Durer uses the gouache technique to produce the Primula. This painting mode is where the artist uses thick water-soluble paints on materials such as thick silk cardboard or plywood. The outcome is a smooth, texture-rich surface. The advantage of using this method is that it allows the artist to make corrections by diluting the dried paint then adding a new layer of pigment to alter the errors. Primula is a flower painting of the cowslip grass plant. The artwork uses a green hue predominantly. The leaves in the picture are on the ground, with the bottom sitting on a dark mound of soil. Above them are blooming bells of light green flowers, compared to the darker green of the leaves. The tips of the flowers are golden yellow with a few flower bells nestled among the leaves. The plant seems to be in the early process of wilting, with some leaves beginning to turn brown.
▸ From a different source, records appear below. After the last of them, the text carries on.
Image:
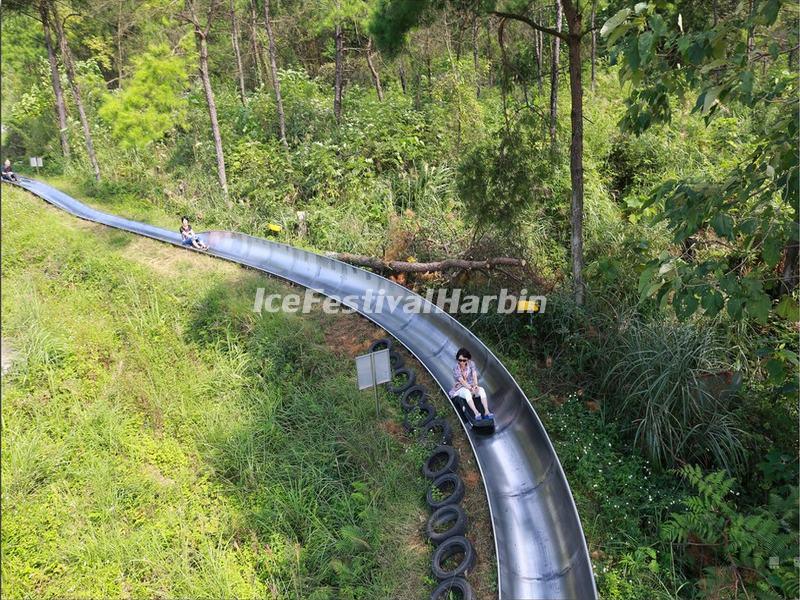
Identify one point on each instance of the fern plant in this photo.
(751, 552)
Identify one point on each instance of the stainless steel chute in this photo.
(541, 550)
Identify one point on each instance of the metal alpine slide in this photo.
(541, 550)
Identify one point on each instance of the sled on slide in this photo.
(484, 425)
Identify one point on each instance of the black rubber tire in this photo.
(455, 496)
(414, 395)
(381, 344)
(437, 431)
(395, 360)
(448, 548)
(402, 387)
(450, 464)
(458, 584)
(423, 407)
(452, 513)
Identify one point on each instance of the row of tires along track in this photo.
(454, 555)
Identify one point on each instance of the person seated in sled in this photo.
(188, 236)
(466, 384)
(8, 173)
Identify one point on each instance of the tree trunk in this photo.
(594, 43)
(475, 25)
(489, 55)
(258, 55)
(415, 267)
(119, 47)
(751, 40)
(376, 78)
(338, 80)
(66, 56)
(55, 79)
(237, 52)
(276, 81)
(538, 46)
(791, 261)
(202, 48)
(554, 75)
(402, 74)
(576, 149)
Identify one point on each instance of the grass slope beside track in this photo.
(159, 439)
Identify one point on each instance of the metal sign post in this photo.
(373, 369)
(36, 161)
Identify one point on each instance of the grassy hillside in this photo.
(162, 440)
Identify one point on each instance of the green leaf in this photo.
(658, 25)
(712, 302)
(685, 304)
(614, 22)
(771, 251)
(735, 308)
(775, 370)
(788, 308)
(758, 307)
(710, 97)
(646, 46)
(723, 225)
(632, 55)
(696, 53)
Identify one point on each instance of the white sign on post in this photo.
(373, 369)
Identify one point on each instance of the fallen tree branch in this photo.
(400, 266)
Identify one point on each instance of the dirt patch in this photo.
(166, 259)
(349, 334)
(394, 429)
(7, 355)
(152, 472)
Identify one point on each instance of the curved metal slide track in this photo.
(541, 550)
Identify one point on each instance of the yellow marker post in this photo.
(528, 305)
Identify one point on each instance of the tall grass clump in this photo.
(666, 382)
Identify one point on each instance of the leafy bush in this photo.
(753, 551)
(662, 384)
(150, 105)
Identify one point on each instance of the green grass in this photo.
(162, 440)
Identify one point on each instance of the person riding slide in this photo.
(188, 236)
(466, 383)
(8, 173)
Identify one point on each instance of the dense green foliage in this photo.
(226, 454)
(685, 350)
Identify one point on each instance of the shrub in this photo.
(662, 384)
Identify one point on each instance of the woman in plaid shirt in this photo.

The pigments in the painting are rich but not vibrant as they are muted. The darker foreground and much lighter foreground bring attention to the plant as it is the main focus of the painting. The detail in the artwork is reminiscent of Durer's detail-rich paintings. The lines on the leaves make the image come alive and enhances its three-dimensional quality. The use of gouache gives a realistic representation in the picture. Durer's painting represents the plants as they appeared, which was a distinct approach during that period. This method of painting plants and nature had a significant influence on rendering flowers in art up to the 17th century.
Durer developed various techniques in his artwork. The countries he visited influenced the development of his skills. His interest in gouache was from his trips to Italy, where he was exposed to great artists such as Antonio Pollaiuolo, Mantegna, and Lorenzo di Credi. In Italy, he began to use watercolours for his paintings and produced his nature artworks depicting landscapes and animals. Primula is housed in the National Gallery of Art in Washington, D. C. and is displayed under the tag flowers. It was in the private collection of Hal O'Nians Gallery in London, England, and then gifted to Armand Hammer Collection in 1971, which then granted it to the National Gallery of Art in 1991.